Training takes patience
First, there is the short term patience, when you are in the act of training.
Training for a marathon usually involves one long run per week, and each week you increase your mileage until you can survive running about 20 miles.
If you’re a relatively slow or inexperienced runner (like me), that means you have to learn to be out running for almost 4 hours. Any runner will tell you that the hardest part of this is not dealing with what’s happening with your legs and feet, it’s dealing with what is happening between your ears. You have to learn new ways to deal with things like pain and boredom, and you have to learn to shut down the voice that says “this is not worth it.”
Haven’t we all had those moments where we want to throw away our project in anger, either because it failed or because it seems too hard? Where we say to ourselves, “why am I doing this when I can go to the mall and buy something ready made for less money?”
Yes, there is an easier way. But we keep trying because it is rewarding. It’s rewarding to learn, and it’s rewarding to get better at it. Personally, I think that’s the meaning of life: finding joy in the hard work.
Getting better takes patience
Unlike many other sports, getting good at running is excruciatingly slow. Someone who has been running 5 days a week for two or three years (that’s me) is still pretty much a novice (yep, definitely). Your body improves with each mile you log, but results are so slow after the first year or so that it can be hard to see.
The same is true for sewing. You see vast improvements when you first start, as you grasp the basics and learn to work the machine. After that, it is a matter of patience, practice, and pushing yourself to develop. You just have to log the hours, pure and simple.
There’s a big upside to this, which is that you never stop learning and improving. To me, this is hugely motivating. You can always take it a little farther and get a little better.
Overcoming setbacks takes patience
I was really excited about running some half marathons this year. Piece of cake, thought I. I was already running up to 10 miles easily, so training would be a breeze.

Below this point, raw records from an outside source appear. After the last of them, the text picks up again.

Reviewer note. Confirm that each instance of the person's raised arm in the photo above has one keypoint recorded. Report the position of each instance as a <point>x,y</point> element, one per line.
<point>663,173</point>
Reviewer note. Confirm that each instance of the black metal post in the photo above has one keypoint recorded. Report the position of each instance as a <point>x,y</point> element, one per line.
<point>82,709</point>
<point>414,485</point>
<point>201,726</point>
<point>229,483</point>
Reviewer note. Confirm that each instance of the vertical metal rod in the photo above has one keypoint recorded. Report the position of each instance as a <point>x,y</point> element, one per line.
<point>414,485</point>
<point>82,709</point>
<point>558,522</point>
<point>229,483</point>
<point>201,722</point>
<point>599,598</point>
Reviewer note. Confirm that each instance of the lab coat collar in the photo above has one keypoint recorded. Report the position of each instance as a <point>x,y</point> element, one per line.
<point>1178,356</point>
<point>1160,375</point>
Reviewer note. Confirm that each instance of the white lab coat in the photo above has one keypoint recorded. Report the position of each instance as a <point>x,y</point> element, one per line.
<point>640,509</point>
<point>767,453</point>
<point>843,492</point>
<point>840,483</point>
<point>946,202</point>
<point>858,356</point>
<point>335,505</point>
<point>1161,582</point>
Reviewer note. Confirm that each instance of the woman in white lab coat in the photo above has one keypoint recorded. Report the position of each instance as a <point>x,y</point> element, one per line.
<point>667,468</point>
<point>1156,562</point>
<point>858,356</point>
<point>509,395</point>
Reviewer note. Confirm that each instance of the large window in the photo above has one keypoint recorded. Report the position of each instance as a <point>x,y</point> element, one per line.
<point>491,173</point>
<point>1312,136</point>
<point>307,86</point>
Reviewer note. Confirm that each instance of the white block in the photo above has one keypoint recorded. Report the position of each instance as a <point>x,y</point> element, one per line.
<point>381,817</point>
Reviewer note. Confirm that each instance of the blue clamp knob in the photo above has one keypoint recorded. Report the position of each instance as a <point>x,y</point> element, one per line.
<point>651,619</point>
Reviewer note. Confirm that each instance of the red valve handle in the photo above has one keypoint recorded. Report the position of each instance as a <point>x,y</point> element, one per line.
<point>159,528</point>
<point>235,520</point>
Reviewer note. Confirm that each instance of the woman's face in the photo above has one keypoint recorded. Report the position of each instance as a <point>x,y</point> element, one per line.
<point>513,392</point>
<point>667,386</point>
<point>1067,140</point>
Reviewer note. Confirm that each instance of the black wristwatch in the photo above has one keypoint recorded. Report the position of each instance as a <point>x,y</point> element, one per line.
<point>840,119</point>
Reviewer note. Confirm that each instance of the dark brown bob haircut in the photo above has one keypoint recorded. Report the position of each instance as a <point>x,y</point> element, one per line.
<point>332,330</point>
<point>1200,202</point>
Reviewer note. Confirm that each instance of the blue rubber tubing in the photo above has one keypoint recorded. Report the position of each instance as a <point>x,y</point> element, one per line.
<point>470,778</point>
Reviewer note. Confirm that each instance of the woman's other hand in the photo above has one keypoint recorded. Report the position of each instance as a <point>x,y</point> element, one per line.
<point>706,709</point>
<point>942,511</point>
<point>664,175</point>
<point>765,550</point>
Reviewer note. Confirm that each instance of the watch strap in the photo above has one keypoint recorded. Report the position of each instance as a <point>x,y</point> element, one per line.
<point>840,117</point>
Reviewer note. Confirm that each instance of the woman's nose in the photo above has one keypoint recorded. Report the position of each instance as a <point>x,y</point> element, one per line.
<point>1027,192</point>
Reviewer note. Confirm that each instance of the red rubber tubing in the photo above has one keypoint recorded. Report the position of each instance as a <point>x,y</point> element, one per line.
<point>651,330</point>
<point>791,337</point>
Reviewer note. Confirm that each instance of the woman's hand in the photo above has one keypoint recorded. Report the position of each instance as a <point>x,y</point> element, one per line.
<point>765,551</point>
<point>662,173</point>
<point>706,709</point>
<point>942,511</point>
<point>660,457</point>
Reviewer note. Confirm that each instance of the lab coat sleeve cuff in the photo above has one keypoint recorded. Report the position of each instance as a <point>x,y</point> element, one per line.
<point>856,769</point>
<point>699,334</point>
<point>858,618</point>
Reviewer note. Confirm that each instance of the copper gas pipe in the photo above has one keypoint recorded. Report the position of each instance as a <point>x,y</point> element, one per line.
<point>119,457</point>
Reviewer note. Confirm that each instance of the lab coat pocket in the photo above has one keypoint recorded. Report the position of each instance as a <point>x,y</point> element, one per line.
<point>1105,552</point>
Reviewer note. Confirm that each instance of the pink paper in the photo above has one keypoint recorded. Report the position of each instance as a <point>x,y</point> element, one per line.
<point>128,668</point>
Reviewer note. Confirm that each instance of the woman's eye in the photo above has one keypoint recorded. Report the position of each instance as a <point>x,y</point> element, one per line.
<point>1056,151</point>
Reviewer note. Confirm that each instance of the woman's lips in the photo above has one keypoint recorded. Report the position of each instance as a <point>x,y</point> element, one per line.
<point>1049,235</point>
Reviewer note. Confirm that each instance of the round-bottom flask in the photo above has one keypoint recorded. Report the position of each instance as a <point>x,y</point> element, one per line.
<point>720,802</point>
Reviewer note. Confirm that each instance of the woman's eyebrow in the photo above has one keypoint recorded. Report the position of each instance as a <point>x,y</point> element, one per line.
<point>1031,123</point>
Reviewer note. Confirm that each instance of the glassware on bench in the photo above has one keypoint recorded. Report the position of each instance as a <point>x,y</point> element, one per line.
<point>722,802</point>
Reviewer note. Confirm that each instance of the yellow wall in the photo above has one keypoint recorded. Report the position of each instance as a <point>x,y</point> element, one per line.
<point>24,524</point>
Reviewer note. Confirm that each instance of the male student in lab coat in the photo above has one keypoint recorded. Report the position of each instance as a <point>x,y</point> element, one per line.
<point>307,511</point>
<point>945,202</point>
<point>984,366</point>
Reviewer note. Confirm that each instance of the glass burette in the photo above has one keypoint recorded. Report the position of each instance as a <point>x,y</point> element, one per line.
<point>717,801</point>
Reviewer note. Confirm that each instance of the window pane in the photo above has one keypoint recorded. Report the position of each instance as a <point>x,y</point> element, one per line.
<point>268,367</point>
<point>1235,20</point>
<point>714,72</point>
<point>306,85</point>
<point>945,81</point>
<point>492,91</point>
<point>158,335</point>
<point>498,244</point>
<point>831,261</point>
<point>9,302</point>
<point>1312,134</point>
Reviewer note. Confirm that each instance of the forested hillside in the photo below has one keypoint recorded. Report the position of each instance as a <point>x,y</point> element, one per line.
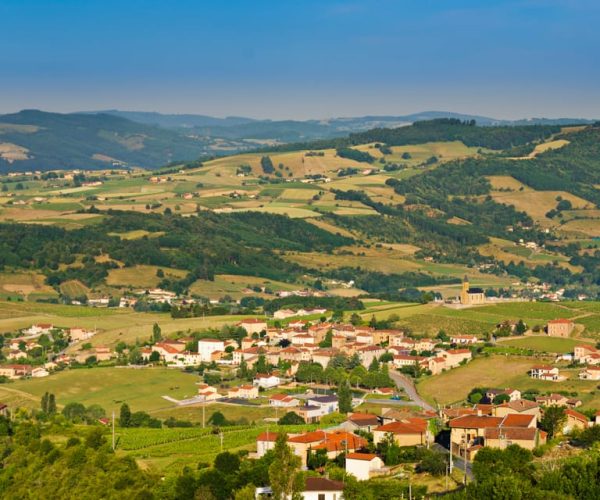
<point>35,140</point>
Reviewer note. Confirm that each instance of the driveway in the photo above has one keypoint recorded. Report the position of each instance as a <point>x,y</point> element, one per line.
<point>407,384</point>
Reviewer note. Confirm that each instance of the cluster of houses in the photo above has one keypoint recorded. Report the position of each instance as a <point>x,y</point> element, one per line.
<point>583,354</point>
<point>472,428</point>
<point>19,349</point>
<point>303,339</point>
<point>512,422</point>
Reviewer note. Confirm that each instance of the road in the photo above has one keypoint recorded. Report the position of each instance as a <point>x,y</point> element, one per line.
<point>457,462</point>
<point>410,390</point>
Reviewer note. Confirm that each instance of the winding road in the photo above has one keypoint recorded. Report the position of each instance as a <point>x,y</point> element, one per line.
<point>410,390</point>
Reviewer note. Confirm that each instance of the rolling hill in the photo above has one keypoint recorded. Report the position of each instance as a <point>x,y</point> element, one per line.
<point>36,140</point>
<point>417,206</point>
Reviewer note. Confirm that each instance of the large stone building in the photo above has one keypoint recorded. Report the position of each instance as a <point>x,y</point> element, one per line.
<point>560,327</point>
<point>471,296</point>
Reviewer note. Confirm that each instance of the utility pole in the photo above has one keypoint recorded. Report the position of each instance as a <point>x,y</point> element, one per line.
<point>465,458</point>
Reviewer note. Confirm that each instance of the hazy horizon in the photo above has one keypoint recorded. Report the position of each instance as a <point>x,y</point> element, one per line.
<point>279,60</point>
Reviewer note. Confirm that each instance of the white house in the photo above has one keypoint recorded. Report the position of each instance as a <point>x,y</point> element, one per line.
<point>266,381</point>
<point>545,372</point>
<point>362,465</point>
<point>39,328</point>
<point>328,404</point>
<point>320,488</point>
<point>253,325</point>
<point>283,400</point>
<point>207,346</point>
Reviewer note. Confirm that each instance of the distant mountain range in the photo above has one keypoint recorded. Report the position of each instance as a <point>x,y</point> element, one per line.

Then we went to Thailand, then I got sick, then I tried to jump right back in the deep end, then I hurt my leg, then I was out of commission for a month.
Every runner faces injuries. When this happens, you have to practice a new kind of discipline. This isn’t the discipline of working your hardest. Its the discipline of taking care of yourself, recognizing your limits, and having the patience to work your way back up very, very slowly.
Setbacks happen. It’s just how it is. You can accept that simple fact and treat yourself with patience and kindness, or you can fight against it and give up.
I guess running is just like any other creative act: if it were easy, it wouldn’t be worth doing. What do you think?